Where shares are held by discretionary trusts, it is arguable whether the beneficiaries of the trust may be regarded as the beneficial owners of dividends declared to the trust. Beneficiaries of a discretionary trust do not have an unconditional right to dividends earned by the trust. The beneficiaries are only entitled to the dividends once the trustees exercise their discretion to distribute dividends to the beneficiaries; in the interim these beneficiaries merely have a spes or hope in this regard. As such, it would not be possible for beneficiaries of discretionary trusts to file exempt declarations as these beneficiaries are not entitled to the benefit of dividends attaching to the shares held by the trust, unless the trustees exercise their discretion in this regard. Therefore, it appears as the most practical solution in this regard may be for the beneficiary of a discretionary trust to approach the company or regulatory intermediary for a refund in instances where the trustees exercised their discretion to distribute dividends within a specific year of assessment. The exempt beneficiary will be obliged to file their exempt declaration with the company or regulated intermediary upon application for the refund. This will nevertheless result in a huge administrative burden for both the payer of the dividend as well as the beneficiaries.
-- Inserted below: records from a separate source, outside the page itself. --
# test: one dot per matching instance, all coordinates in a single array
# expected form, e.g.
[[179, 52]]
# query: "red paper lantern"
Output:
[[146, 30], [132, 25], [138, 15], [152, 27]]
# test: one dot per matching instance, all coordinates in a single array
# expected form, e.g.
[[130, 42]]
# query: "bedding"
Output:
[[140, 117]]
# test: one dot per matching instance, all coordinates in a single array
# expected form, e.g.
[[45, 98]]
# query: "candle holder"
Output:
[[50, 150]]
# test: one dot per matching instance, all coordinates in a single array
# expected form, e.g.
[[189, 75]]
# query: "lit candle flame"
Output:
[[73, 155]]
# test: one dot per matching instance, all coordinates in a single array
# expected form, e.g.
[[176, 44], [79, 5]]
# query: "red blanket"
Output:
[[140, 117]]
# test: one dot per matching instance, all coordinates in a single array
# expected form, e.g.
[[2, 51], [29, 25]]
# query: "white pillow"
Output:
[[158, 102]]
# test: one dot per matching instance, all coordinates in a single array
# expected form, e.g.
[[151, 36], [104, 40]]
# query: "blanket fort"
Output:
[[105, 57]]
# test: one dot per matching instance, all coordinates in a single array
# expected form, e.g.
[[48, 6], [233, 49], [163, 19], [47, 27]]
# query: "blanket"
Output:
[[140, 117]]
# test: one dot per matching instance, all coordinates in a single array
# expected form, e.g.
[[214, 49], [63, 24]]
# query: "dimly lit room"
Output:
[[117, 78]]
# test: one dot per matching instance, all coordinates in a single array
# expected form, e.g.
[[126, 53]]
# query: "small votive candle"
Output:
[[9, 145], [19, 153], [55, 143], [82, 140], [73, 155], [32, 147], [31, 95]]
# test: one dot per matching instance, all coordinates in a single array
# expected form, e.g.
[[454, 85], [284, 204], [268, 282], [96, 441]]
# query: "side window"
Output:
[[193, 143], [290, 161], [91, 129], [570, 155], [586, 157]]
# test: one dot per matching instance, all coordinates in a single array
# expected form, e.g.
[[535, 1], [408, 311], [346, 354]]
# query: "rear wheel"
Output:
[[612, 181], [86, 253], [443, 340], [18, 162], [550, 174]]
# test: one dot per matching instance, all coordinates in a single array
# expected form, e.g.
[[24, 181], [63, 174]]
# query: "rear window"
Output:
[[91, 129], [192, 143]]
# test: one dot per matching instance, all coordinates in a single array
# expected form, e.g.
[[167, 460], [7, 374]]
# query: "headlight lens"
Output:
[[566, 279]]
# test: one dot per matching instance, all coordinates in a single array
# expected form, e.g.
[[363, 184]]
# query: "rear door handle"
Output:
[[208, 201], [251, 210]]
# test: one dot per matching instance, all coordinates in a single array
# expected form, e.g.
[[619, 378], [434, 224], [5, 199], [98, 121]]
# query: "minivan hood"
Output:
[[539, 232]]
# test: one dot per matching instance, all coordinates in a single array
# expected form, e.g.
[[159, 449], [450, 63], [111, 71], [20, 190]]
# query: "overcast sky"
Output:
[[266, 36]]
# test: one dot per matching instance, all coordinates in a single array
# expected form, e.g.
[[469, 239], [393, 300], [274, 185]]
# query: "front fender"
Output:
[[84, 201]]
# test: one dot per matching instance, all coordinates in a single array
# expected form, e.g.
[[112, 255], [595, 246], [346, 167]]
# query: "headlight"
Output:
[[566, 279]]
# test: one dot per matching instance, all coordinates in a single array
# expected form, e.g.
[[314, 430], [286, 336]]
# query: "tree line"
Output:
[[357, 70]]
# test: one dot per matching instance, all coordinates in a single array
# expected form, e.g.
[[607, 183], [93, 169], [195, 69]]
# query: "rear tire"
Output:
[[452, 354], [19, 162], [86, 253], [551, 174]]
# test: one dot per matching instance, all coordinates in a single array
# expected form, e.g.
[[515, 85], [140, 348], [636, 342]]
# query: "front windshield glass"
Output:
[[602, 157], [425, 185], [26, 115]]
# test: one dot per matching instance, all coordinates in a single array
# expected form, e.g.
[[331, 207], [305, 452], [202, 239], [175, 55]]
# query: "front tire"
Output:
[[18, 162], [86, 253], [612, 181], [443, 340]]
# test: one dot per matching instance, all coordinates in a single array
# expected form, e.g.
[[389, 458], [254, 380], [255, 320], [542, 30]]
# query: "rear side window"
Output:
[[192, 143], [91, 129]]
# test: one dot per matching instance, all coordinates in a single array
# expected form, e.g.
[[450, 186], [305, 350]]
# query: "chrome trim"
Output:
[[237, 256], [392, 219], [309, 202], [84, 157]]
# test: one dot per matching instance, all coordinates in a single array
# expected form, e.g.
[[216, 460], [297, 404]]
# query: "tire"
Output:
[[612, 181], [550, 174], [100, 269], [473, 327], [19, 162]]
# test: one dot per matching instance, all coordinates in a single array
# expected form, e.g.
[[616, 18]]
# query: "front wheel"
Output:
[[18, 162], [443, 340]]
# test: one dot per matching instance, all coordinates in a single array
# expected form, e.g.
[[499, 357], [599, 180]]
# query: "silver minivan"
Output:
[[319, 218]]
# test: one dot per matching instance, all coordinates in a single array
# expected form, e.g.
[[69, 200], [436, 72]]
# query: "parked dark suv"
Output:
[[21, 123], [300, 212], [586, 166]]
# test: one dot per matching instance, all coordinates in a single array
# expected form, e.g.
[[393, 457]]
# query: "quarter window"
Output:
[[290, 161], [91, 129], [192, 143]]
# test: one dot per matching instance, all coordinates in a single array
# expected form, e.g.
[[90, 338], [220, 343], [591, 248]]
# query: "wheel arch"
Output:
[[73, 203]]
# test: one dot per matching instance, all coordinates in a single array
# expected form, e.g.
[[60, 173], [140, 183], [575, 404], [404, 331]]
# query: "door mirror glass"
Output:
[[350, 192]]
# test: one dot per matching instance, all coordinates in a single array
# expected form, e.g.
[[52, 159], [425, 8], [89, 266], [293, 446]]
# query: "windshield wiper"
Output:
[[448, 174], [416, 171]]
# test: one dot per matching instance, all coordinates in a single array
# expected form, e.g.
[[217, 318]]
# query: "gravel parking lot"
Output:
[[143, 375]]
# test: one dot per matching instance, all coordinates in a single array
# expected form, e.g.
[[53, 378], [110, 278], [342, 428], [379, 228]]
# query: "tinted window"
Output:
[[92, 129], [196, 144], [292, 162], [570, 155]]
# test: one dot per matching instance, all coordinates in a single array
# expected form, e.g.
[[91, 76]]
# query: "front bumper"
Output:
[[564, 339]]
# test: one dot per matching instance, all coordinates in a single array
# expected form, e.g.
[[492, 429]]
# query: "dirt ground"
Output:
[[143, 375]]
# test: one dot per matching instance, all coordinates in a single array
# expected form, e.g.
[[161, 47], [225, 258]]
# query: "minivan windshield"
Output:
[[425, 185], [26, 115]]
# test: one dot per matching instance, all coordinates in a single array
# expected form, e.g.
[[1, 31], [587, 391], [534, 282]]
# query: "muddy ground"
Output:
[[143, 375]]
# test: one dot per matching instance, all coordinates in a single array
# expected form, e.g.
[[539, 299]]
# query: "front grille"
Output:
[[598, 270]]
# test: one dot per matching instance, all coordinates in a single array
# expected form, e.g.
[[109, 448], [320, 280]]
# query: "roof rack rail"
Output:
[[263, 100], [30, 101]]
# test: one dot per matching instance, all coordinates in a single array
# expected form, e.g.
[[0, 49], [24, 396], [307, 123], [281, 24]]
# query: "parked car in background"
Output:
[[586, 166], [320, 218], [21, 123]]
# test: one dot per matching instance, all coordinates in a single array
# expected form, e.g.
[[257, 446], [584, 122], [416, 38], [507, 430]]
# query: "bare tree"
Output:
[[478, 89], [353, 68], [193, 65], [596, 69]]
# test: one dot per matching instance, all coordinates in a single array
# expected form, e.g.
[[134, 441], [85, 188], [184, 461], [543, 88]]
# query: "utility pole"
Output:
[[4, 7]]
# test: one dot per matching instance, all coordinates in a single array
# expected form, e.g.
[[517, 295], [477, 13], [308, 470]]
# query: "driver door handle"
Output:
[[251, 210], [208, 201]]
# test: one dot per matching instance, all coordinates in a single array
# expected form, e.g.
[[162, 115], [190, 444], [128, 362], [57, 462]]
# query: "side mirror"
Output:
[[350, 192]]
It is therefore advisable for companies, public benefit organisations and retirement funds which hold investments through trusts (for example hedge funds, charitable trusts, etc) to determine whether the investment vehicle is structured as a vesting or discretionary trust. Where these entities are beneficiaries of vesting trusts, they should ensure that the prescribed exempt declarations are filed with the companies or regulated intermediaries paying dividends to the trust to ensure that the dividends are not subject to DWT. In instances where these entities are beneficiaries of discretionary trusts, they should be aware of the fact that dividends paid to the trust will attract DWT at 15%.